Very good tip about the degrees mapping neatly to fp... I had not considered that in my reasoning.

[adrian_b]

If you want consistency, you should measure all angles in cycles, not in radians.

Degrees are better than radians, but usually they lead to more complications than using consistently only cycles as the unit of measure for angles (i.e. to plenty of unnecessary multiplications or divisions, the only advantage of degrees of being able to express exactly the angle of 30 degrees and its multiples is not worth in comparison with the disadvantages).

The use of radians introduces additional rounding errors that can be great at each trigonometric function evaluation, and it also wastes time. When the angles are measured in cycles, the reduction of the input range for the function arguments is done exactly and very fast (by just taking the fractional part), unlike with the case when angles are measured in radians.

The use of radians is useful only for certain problems that are solved symbolically with pen on paper, because the use of radians removes the proportionality constant from the integration and derivation formulae for trigonometric function. However this is a mistake, because those formulae are applied seldom, while the use of radians does not eliminate the proportionality constant (2*Pi), but it moves the constant into each function evaluation, with much worse overhead.

Because of this, even in the 19th century, when the use of radians became widespread for symbolic computations, whenever they did numeric computations, not symbolic, the same authors used sexagesimal degrees, not radians.

The use of radians with digital computers has always been a mistake, caused by people who have been taught in school to use radians, because there they were doing mostly symbolic computations, not numeric, and they have passed this habit to computer programs, without ever questioning whether this is the appropriate method for numeric computations.

[the__alchemist]

Holy shit I have to try this.

[adrian_b]

Unfortunately, IEEE Std 754 contains a huge mistake, which has been followed by some standard libraries for programming languages.

As an alternative to the trigonometric functions with arguments measured in radians, it recommends a set of functions with arguments measured in half-cycles: sinPi, cosPi, atanPi, atan2Pi and so on.

I do not who is guilty for this, because I have never ever encountered a case when you want to measure angles in half-cycles. There are cases when it would be more convenient to measure angles in right angles (i.e. quarters of a cycle), but half-cycles are always worse than both cycles and right angles. An example where measuring angles in cycles is optimal is when you deal with Fourier series or Fourier transforms. When the unit is the cycle that deletes a proportionality constant from the Fourier formulae, and that constant is always present when any other unit is used, e.g. the radian, the degree or the half-cycle.

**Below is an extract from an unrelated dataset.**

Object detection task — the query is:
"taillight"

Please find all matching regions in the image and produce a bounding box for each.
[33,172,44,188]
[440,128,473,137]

Due to this mistake in the standard, it is more likely to find a standard library that includes these functions with angles measured in half-cycles than a library with the corresponding functions for cycles. Half-cycles are still better than radians, by producing more accurate results and being faster, but it may be hard to avoid some scalings by two. However, usually it is not necessary to do a scaling at every invocation, but there are chances that the scalings can be moved outside of loops.

Such functions written for angles measured in half-cycles can be easily modified to work with arguments measured in cycles, but if one does not want to touch a standard library, they may be used as they are.

When one uses consistently the cycle as the unit of angle, which is consistent with measuring frequencies in Hertz, i.e. cycle per second, instead of measuring them in radian per second, one must pay attention to the fact that a lot of formulae from most handbooks of physics are incorrect. Despite the claim that those formulae are written in a form that is independent of the system of units, this claim is false because many formulae are written in a form that is valid only when the unit of angle is the radian.

For example, all formulae for quantities related to rotation movements, as they are written in modern handbooks contain the "radius". This use of the "radius" creates a wrong mental model of the rotational quantities, both for students and also even for many experienced physicists.

In reality, in all those formulae, e.g. in the definition of the angular momentum, in order to obtain the correct formulae one must replace the "radius" with the inverse of the curvature of the trajectory of the movement. Thus the angular momentum is not the product of the linear momentum by the radius, but it is the ratio between the linear momentum and the curvature.

Then one must use the correct definition for the curvature. Most handbooks define the curvature as the inverse of the radius. This is a wrong definition, which is based on the non-explicit assumption that angles are measured in radians.

The correct definition of the curvature is as the ratio between rotation angle and length, for the movement, i.e. more precisely it is the derivative of the rotation angle as a function of the length of the curve on which something moves. When angles are measured in radians, the curvature is the inverse of the radius. When angles are measured in cycles, the curvature is the inverse of the perimeter. Thus with angles measured in cycles the angular momentum is defined as the product between the linear momentum and perimeter. Similarly for the other rotational quantities, like angular velocity and acceleration, moment of inertia and so on.

[the__alchemist]

Great's great info on curvature! Also don't see the use of the half cycle, although obviously see use of cycle. (As was thinking in terms of them anyway, just with a tau term to convert to radians.)

[donkeybeer]

Then why restrict to arbitrary degrees, might as well use 1/2**31sts of the circle. Or a larger higly composite number if you want your 3's and 5's.